L’exploration de formes qui, telles la fiction et le paradoxe, brouillent les frontières du vrai et du faux, pourra être éclairée à la lumière des écrits théoriques des poligrafi et notamment ceux de Doni qui, dans le Disegno, se range du côté des partisans des ornements grotesques ou, dans son édition commentée des sonnets du Burchiello, se met au service d’une muse « bizarre », tentée par le non-sens.
De fait, l’esthétique du désordre constitue, dans certains textes des poligrafi, une veine poétique à part entière : si Lando donne à ses Forcianae questiones (1535) l’allure de conversations à bâtons rompus, abordant les sujets les plus divers, c’est chez Doni que le « caprice » de l’auteur triomphe, en particulier dans les textes hybrides que sont la Zucca (où se mêlent récits, aphorismes, lettres…) et les Marmi, dans lesquels l’auteur prétend recueillir des conversations entendues depuis les marches d’une cathédrale.

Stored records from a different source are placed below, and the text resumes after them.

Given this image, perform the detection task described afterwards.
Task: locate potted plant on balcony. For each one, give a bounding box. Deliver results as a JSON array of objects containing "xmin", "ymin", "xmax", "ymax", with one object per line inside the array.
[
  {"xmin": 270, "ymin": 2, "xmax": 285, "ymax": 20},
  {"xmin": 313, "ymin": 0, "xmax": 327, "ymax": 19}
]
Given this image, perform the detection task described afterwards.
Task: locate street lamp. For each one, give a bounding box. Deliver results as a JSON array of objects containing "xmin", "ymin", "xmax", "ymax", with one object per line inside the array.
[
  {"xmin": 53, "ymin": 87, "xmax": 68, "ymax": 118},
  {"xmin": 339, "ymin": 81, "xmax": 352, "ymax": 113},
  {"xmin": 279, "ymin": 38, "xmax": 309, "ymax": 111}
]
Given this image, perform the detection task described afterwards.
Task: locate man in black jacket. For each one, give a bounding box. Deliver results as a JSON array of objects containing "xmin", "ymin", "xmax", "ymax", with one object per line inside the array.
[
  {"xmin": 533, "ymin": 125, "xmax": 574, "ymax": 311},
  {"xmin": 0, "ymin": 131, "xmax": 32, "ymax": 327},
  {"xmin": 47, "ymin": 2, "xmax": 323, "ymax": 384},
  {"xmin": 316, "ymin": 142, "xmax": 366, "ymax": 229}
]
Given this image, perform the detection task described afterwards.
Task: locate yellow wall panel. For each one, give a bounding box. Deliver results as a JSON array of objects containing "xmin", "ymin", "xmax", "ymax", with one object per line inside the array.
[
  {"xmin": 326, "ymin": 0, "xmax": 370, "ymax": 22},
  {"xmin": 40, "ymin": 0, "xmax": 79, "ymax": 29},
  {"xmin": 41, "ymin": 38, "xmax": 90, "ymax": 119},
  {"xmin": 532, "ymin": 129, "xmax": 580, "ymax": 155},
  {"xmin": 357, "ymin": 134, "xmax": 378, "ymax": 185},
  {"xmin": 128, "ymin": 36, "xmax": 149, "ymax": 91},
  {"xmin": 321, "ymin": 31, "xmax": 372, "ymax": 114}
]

L’exploration de l’originalité esthétique des poligrafi nous semble aller dans le sens de la recherche actuelle sur ces auteurs, dont certains textes ont récemment fait l’objet d’éditions critiques importantes. Citons, entre autres, la correspondance de l’Arétin et la Sferza de Doni, éditées par Paolo Procaccioli, et les Marmi de Doni, dont Carlo Alberto Girotto et Giovanna Rizzarelli ont offert une édition commentée en 2017.
Second axe : la réception européenne des poligrafi italiens
L’influence des poligrafi sur la littérature européenne de la Renaissance n’est plus à prouver. Certains cas ont déjà été bien explorés, comme la réception des Paradossi qui, à en croire la Confutatione de 1545, ont « ont empoisonné toute la France, et même toute l’Europe ». Pour d’autres, leur rôle, au côté de l’exemple de Lucien, dans le développement de la littérature sério-comique reste à explorer.
Les traductions en vernaculaire des poligrafi constituent bien sûr un moyen d’accès privilégié à leur pensée qu’il convient d’examiner. En effet, sortent très tôt des presses des versions françaises, mais aussi anglaises, allemandes, espagnoles ou grecques. Premiers lecteurs de ces textes, les traducteurs témoignent de la manière dont les audaces des poligrafi sont perçues, avant d’établir une image recevable de Franco, Landi, Gelli, Ruscelli ou Sansovino. Le travail d’adaptation des traducteurs met ainsi en lumière quelles libertés ils entendent soustraire au regard d’un lectorat souvent éloigné des textes originaux au plan linguistique et culturel. Les choix d’adaptation peuvent relever de la volonté d’assagir les textes, mais aussi de les acclimater, dans la mesure où la critique formulée s’inscrit inévitablement dans un contexte propre à la péninsule et qui n’est pas toujours transposable ou transparent pour un lecteur étranger, dans la mesure aussi où l’anti-italianisme peut projeter son ombre sur la lecture des textes.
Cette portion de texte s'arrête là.